In den Jahren nach Feynmans Vortrag bewegte sich noch kaum etwas bezüglich der Nanotechnik. Ein zentrales Problem sah Feynman später darin, vernünftige Anwendungen für Nanomaschinen zu finden. Das ist genau die Schwierigkeit, mit der die Nanotechnologie bis heute zu kämpfen hat: Es ist gar nicht so einfach, nützliche Anwendungen zu finden, bei denen die Nanotechnik gegenüber bereits etablierten Verfahren wirklich überlegen ist.

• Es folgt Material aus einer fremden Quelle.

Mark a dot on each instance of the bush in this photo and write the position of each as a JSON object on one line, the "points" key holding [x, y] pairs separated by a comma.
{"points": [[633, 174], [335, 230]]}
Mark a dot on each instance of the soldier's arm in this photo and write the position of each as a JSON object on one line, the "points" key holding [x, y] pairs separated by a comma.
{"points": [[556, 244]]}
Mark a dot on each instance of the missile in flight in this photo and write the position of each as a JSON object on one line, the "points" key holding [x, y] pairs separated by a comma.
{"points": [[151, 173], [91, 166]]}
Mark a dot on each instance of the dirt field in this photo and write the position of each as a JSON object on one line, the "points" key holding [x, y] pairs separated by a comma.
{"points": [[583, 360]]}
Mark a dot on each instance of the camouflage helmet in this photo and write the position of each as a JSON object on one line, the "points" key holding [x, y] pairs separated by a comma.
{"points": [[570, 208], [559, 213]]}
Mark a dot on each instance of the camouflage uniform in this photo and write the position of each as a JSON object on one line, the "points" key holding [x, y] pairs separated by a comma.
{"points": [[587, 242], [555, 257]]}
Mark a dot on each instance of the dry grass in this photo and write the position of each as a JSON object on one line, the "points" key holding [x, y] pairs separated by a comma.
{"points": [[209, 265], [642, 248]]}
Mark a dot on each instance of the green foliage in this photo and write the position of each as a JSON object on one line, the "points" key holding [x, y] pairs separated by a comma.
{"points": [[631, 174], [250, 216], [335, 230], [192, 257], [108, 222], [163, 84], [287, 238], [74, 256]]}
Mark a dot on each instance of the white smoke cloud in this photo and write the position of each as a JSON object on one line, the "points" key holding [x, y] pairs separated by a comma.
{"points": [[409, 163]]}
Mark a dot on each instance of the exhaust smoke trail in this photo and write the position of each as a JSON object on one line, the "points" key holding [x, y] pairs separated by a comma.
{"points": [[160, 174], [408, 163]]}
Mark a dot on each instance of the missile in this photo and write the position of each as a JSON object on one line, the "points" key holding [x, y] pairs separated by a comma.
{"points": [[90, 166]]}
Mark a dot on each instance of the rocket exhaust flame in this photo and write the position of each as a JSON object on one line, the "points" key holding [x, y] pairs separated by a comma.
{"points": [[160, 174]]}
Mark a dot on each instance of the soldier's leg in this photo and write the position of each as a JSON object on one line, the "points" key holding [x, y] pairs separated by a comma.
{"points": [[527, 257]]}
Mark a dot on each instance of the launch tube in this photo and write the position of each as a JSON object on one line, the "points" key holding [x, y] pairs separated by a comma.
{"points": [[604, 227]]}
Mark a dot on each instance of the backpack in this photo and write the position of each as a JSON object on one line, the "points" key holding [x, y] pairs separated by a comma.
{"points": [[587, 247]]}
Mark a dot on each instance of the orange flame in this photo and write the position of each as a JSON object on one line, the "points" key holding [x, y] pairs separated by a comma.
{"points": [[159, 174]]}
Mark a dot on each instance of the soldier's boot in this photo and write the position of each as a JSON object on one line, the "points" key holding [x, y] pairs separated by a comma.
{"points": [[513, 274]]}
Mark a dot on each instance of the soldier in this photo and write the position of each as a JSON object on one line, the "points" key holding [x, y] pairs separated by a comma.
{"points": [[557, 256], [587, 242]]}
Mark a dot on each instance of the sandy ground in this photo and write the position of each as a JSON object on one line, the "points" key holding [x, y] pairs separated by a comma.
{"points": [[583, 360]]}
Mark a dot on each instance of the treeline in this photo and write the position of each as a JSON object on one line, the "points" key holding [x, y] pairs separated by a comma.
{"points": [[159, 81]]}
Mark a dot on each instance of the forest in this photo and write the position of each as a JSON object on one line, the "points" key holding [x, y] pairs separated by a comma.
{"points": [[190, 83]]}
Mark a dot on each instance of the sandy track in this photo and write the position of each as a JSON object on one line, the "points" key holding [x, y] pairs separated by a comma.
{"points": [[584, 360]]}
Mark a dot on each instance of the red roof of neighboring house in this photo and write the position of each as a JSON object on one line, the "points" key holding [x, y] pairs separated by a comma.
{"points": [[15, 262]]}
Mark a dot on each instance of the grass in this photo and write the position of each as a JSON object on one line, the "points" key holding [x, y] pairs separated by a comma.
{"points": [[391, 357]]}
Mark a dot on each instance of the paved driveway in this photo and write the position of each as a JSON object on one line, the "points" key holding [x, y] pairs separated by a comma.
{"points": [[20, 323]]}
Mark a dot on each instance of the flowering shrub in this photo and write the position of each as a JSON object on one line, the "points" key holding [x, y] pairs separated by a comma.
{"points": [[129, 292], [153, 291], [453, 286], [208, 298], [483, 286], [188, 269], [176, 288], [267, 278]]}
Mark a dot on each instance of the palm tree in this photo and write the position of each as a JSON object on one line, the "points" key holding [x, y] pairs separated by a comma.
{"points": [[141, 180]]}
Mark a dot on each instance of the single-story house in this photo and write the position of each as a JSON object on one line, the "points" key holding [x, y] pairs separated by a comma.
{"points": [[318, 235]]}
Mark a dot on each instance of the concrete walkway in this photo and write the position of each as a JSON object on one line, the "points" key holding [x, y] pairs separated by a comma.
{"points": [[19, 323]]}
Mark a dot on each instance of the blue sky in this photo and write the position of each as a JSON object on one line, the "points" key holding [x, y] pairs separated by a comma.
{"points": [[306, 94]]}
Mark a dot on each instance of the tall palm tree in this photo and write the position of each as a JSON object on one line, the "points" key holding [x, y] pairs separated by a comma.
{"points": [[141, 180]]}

Betrachtet man Feynmans Vortrag von 1959 aus heutiger Sicht, so scheint er eine Art Startschuss für das gesamte Gebiet der Nanotechnologie gewesen zu sein. Es ist jedoch fraglich, ob sein Vortrag wirklich diese Bedeutung hatte. In den ersten drei Jahren wurde der Vortrag noch mehrfach abgedruckt, doch danach verschwand er von der Bildfläche. Erst als in den Jahren nach 1980 die Entwicklung der Nanotechnologie langsam Fahrt aufnahm, erinnerte man sich langsam wieder an ihn.
Vermutlich wäre die Nanotechnologie also auch ohne Feynmans Vortrag entstanden. Dennoch ist es auch heute noch ein Genuss, darin zu lesen und im Rückblick zu ergründen, was aus den vielen Ideen geworden ist, die Feynman zur Diskussion stellte.